Lorsque Lachésis n'a plus de lin, l'âme se sépare de la chair et emporte virtuellement avec elle les facultés humaines et les facultés divines, les premières, sont toutes presque muettes. Mais la mémoire, l'intelligence et la volonté sont de fait bien plus subtiles qu'auparavant. Sans s'arrêter l'âme tombe d'elle-même et par l'effet d'un miracle sur l'une ou sur l'autre rive. C'est là qu'elle connaît pour la première fois son chemin.

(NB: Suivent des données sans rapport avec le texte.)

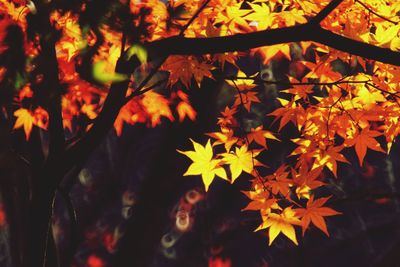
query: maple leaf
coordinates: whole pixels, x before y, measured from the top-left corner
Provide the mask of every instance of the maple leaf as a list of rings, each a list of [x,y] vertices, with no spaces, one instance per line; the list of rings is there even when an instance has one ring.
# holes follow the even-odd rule
[[[31,135],[33,122],[35,120],[32,113],[25,108],[20,108],[14,112],[14,116],[17,117],[17,120],[15,121],[13,129],[23,127],[26,140],[28,140]]]
[[[194,121],[196,119],[197,113],[190,105],[188,95],[182,92],[181,90],[177,92],[177,95],[182,100],[176,106],[176,111],[178,112],[179,121],[182,122],[186,117]]]
[[[257,128],[251,128],[250,133],[247,134],[247,140],[249,143],[255,141],[257,144],[263,148],[267,148],[266,139],[279,141],[270,131],[263,130],[263,126]]]
[[[349,161],[339,153],[343,149],[342,146],[330,146],[326,150],[317,149],[314,152],[315,162],[312,169],[320,166],[326,166],[337,177],[337,161],[349,163]]]
[[[289,187],[292,181],[288,179],[289,172],[286,171],[287,166],[281,165],[273,174],[267,175],[267,185],[271,188],[274,195],[281,193],[284,196],[289,195]]]
[[[210,139],[208,139],[207,144],[204,147],[193,140],[191,141],[193,143],[194,151],[177,150],[179,153],[186,155],[193,161],[183,175],[201,175],[206,191],[208,191],[215,175],[227,180],[225,170],[220,167],[221,160],[213,159],[213,150]]]
[[[284,234],[286,237],[292,240],[293,243],[298,245],[296,232],[293,225],[300,225],[301,221],[292,207],[285,208],[281,214],[267,212],[266,214],[262,215],[262,218],[262,224],[255,231],[269,227],[269,245],[272,244],[272,242],[280,233]]]
[[[322,207],[330,197],[319,198],[314,201],[314,196],[311,196],[307,201],[307,208],[296,209],[296,214],[301,217],[301,228],[303,236],[310,223],[313,223],[318,229],[329,236],[328,229],[324,217],[341,214],[331,208]]]
[[[213,146],[224,144],[226,151],[230,151],[231,147],[239,141],[239,138],[233,134],[232,129],[227,127],[221,127],[221,132],[207,133],[208,136],[216,139]]]
[[[240,148],[235,148],[235,153],[223,153],[223,160],[229,164],[229,169],[232,174],[232,183],[239,177],[244,171],[251,173],[253,171],[253,157],[257,156],[259,152],[248,151],[247,145],[243,145]]]
[[[292,169],[293,182],[297,186],[296,194],[299,199],[310,199],[310,191],[314,188],[324,185],[323,182],[317,180],[322,172],[322,169],[323,167],[320,166],[313,170],[309,170],[309,167],[305,163],[300,165],[298,172],[296,172],[295,169]]]
[[[362,166],[365,154],[367,153],[367,148],[372,150],[385,153],[382,149],[381,145],[376,141],[375,137],[382,135],[382,133],[378,131],[369,130],[364,128],[359,132],[355,138],[347,139],[345,141],[346,146],[354,146],[357,157],[360,162],[360,166]]]

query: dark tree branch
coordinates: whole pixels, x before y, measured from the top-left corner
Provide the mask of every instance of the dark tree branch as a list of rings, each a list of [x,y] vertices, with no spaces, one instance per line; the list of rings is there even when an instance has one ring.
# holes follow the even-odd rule
[[[314,41],[353,55],[400,66],[399,52],[356,41],[314,24],[302,24],[224,37],[169,37],[147,43],[145,46],[150,54],[157,56],[203,55],[246,51],[261,46],[301,41]]]
[[[397,23],[399,23],[399,21],[396,22],[396,21],[394,21],[394,20],[391,20],[391,19],[389,19],[389,18],[387,18],[387,17],[385,17],[385,16],[382,16],[381,14],[379,14],[379,13],[373,11],[369,6],[367,6],[366,4],[364,4],[363,2],[361,2],[361,1],[359,1],[359,0],[356,0],[355,2],[356,2],[357,4],[360,4],[361,6],[363,6],[366,10],[368,10],[368,12],[370,12],[371,14],[374,14],[374,15],[377,16],[378,18],[381,18],[381,19],[383,19],[383,20],[389,21],[389,22],[392,23],[392,24],[397,24]]]

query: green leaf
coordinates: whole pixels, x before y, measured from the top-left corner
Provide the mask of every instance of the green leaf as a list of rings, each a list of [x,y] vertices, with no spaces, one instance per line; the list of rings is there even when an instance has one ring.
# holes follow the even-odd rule
[[[126,51],[126,56],[128,60],[131,59],[133,55],[137,56],[140,63],[143,64],[147,62],[147,51],[146,48],[144,48],[144,46],[140,44],[134,44],[131,47],[129,47],[128,51]]]
[[[93,65],[92,69],[93,78],[97,82],[100,83],[122,82],[128,79],[128,76],[126,74],[107,72],[106,67],[107,67],[106,61],[99,61]]]

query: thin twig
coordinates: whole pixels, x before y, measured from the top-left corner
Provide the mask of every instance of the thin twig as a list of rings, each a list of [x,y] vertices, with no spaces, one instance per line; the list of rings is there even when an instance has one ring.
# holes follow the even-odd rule
[[[395,25],[397,25],[397,23],[399,23],[398,21],[396,22],[396,21],[394,21],[394,20],[391,20],[391,19],[389,19],[389,18],[387,18],[387,17],[385,17],[385,16],[383,16],[383,15],[381,15],[381,14],[375,12],[374,10],[372,10],[372,8],[370,8],[369,6],[367,6],[366,4],[364,4],[363,2],[361,2],[361,1],[359,1],[359,0],[355,0],[355,2],[356,2],[357,4],[362,5],[366,10],[368,10],[368,12],[370,12],[371,14],[374,14],[374,15],[377,16],[378,18],[381,18],[381,19],[383,19],[383,20],[386,20],[386,21],[388,21],[388,22],[390,22],[390,23],[393,23],[393,24],[395,24]]]

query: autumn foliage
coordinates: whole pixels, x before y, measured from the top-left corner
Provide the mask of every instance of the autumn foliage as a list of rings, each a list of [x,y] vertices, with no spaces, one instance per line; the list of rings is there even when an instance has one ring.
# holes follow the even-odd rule
[[[39,2],[0,1],[0,104],[12,134],[23,131],[28,141],[40,128],[51,136],[58,110],[53,103],[59,101],[66,147],[60,153],[70,159],[86,134],[103,129],[96,122],[112,120],[121,135],[126,124],[196,120],[191,90],[200,90],[206,79],[222,81],[233,98],[221,108],[215,130],[188,140],[193,150],[177,148],[189,159],[182,173],[201,177],[206,191],[215,179],[247,179],[243,212],[260,213],[255,230],[267,231],[269,245],[280,234],[298,244],[300,233],[314,226],[329,236],[326,220],[340,212],[321,190],[326,177],[340,179],[338,170],[350,163],[346,153],[355,153],[360,166],[371,150],[390,153],[400,132],[400,61],[390,61],[400,50],[396,0],[120,0],[104,4],[97,22],[89,19],[91,1]],[[47,24],[38,22],[38,14],[48,15]],[[35,23],[52,32],[46,35]],[[234,41],[225,49],[223,40],[230,37],[237,38],[237,49]],[[204,40],[215,46],[204,45],[204,53],[182,47]],[[48,88],[51,73],[42,67],[49,42],[59,98],[48,97],[56,88]],[[10,67],[16,55],[22,67]],[[243,58],[263,66],[286,61],[290,71],[276,80],[249,71],[239,64]],[[132,69],[119,71],[121,62]],[[109,108],[119,85],[126,85],[119,91],[122,101]],[[266,88],[273,91],[269,99]],[[258,125],[244,123],[266,103],[272,111]],[[115,119],[102,115],[114,109]],[[293,149],[280,166],[269,167],[260,158],[280,142]],[[100,266],[95,258],[91,262]]]

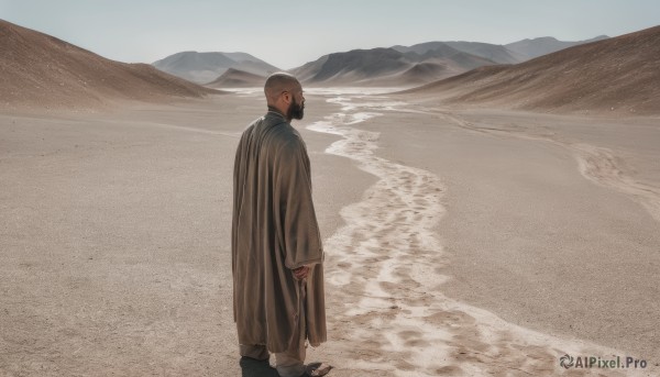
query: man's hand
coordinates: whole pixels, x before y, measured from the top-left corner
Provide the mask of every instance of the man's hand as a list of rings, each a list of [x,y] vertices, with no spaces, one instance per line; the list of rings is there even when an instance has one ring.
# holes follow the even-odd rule
[[[298,268],[294,269],[294,276],[298,280],[306,279],[307,276],[309,275],[309,269],[310,269],[309,266],[298,267]]]

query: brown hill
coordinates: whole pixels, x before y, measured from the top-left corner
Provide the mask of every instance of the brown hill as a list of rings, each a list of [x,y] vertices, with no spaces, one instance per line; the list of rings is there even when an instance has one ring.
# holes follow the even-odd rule
[[[210,88],[254,88],[263,87],[265,81],[266,77],[264,76],[229,68],[224,74],[206,86]]]
[[[80,109],[121,100],[161,101],[218,91],[147,64],[113,62],[0,20],[0,107]]]
[[[528,110],[660,113],[660,26],[406,91]]]

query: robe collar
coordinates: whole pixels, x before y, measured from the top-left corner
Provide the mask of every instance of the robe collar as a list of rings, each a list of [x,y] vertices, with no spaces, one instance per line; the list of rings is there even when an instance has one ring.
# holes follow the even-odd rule
[[[284,117],[284,114],[279,110],[277,110],[277,108],[275,108],[275,107],[270,106],[268,112],[266,113],[266,115],[282,118],[283,121],[288,123],[288,120],[286,119],[286,117]]]

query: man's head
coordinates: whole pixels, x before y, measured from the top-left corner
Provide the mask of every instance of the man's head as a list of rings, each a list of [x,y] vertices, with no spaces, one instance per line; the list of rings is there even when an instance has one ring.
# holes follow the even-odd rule
[[[305,115],[305,97],[302,86],[297,78],[289,74],[277,73],[268,76],[264,86],[268,107],[282,112],[287,121],[302,119]]]

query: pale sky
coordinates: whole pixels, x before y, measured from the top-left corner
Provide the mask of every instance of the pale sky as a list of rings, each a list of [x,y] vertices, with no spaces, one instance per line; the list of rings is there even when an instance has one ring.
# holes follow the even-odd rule
[[[660,25],[660,1],[0,0],[0,19],[121,62],[245,52],[288,69],[397,44],[616,36]]]

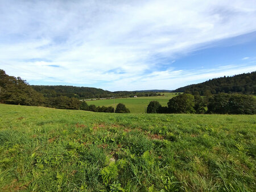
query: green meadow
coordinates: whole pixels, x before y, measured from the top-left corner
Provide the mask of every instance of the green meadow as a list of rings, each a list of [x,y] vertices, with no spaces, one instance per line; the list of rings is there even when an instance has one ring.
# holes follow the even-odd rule
[[[139,97],[137,98],[116,98],[114,99],[102,99],[86,101],[88,105],[95,105],[97,106],[112,106],[116,107],[117,104],[121,103],[125,104],[128,108],[131,113],[142,114],[145,113],[145,108],[146,108],[148,103],[151,101],[157,101],[162,106],[167,106],[167,103],[172,97],[176,96],[173,93],[162,93],[164,94],[164,96],[156,97]]]
[[[1,104],[0,191],[255,191],[255,115]]]

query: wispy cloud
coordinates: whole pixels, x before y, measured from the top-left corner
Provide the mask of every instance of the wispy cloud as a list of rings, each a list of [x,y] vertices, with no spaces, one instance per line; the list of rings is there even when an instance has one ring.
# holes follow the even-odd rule
[[[0,0],[0,68],[42,84],[54,77],[56,84],[112,90],[174,89],[204,73],[240,73],[172,64],[210,42],[256,31],[255,20],[250,0]]]

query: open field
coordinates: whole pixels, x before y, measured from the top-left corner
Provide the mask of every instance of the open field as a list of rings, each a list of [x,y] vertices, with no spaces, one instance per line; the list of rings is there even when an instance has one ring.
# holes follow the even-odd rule
[[[126,107],[130,110],[131,113],[142,114],[145,112],[145,107],[147,107],[150,101],[157,101],[162,106],[167,106],[169,99],[177,95],[173,93],[163,93],[163,94],[164,94],[164,96],[117,98],[114,99],[114,99],[86,101],[86,103],[88,105],[95,105],[96,106],[114,106],[114,108],[117,104],[121,103],[125,105]]]
[[[0,105],[0,191],[255,191],[255,115]]]

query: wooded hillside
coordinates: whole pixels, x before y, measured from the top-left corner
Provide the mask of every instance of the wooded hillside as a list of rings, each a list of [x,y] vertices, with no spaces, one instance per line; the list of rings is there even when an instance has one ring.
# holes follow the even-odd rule
[[[174,92],[184,92],[200,95],[218,93],[255,94],[256,72],[213,78],[203,83],[177,89]]]

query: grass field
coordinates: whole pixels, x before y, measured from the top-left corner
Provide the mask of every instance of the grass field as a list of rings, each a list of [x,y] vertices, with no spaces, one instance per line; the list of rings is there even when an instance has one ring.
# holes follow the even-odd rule
[[[255,191],[255,115],[0,105],[0,191]]]
[[[88,105],[95,105],[96,106],[117,106],[119,103],[123,103],[128,108],[131,113],[142,114],[145,113],[145,107],[146,108],[151,101],[157,101],[163,106],[167,106],[169,99],[176,96],[173,93],[163,93],[164,96],[157,97],[140,97],[137,98],[117,98],[114,99],[102,99],[87,101]],[[163,94],[161,93],[161,94]],[[114,102],[115,104],[114,105]]]

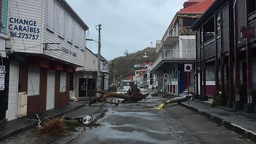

Aussitôt qu'une place lui est assignée, sa faculté formelle rayonne tout autour, de même et autant qu'elle le faisait dans ses membres vivants. Et comme l'atmosphère lorsqu'elle est bien chargée de pluie, et que des rayons viennent s'y refléter, se montre ornée de couleurs diverses, ainsi l'air qui l'entoure prend cette forme que lui imprime virtuellement l'âme en s'arrêtant. Et, semblable à la flamme qui suit le feu partout où il va, cette forme nouvelle suit l'âme en tout lieu. Comme elle tire de là son apparence, elle est appelée ombre, et ensuite elle organise tous les sens jusqu'à celui de la vue. C'est ainsi que nous parlons et que nous rions, c'est ainsi que nous formons les larmes et les soupirs que vous avez remarqués sur la montagne. Selon que s'arrêtent les désirs et les autres affections, l'ombre les figure, et c'est là la cause de ce qui produit ton étonnement.
Et déjà nous étions arrivés au dernier châtiment, et nous nous étions tournés à main droite et nous donnions notre attention à d'autres choses. Là l'escarpement lance des flammes et de la route s'élève un vent qui les repousse et les éloigne. Il nous fallait donc marcher près du bord ouvert, un à un, et je craignais d'un côté de tomber dans le feu et de l'autre dans l'abîme.
Mon guide disait: — Il faut bien diriger ses yeux car on pourrait se tromper pour peu de chose. -Summæ Deus clementiœ (2), entendis-je alors chanter au milieu de ce grand feu ce qui me donna le désir de me retourner. Et je vis des esprits marchant dans la flamme. Je regardais leurs pas et les miens, portant ma vue tantôt d'un côté, tantôt de l'autre.
Après la fin de cette hymne, ils criaient: —Yirum non cognosco (3) et puis ils recommençaient l'hymne tout bas. Quand ils avaient fini, ils s'écriaient de nouveau: —Diane se tint dans le bois et en chassa Hélice qui avait senti le poison de Vénus.
Et ils recommençaient à chanter. Ensuite ils proclamaient des épouses et des maris qui furent chastes comme la vertu et le mariage l'ordonnent. Et je crois que ces cris dureront tout le temps que le feu doit les brûler. Il leur faut de tels soins et un tel régime pour qu'à la fin leur plaie se cicatrise.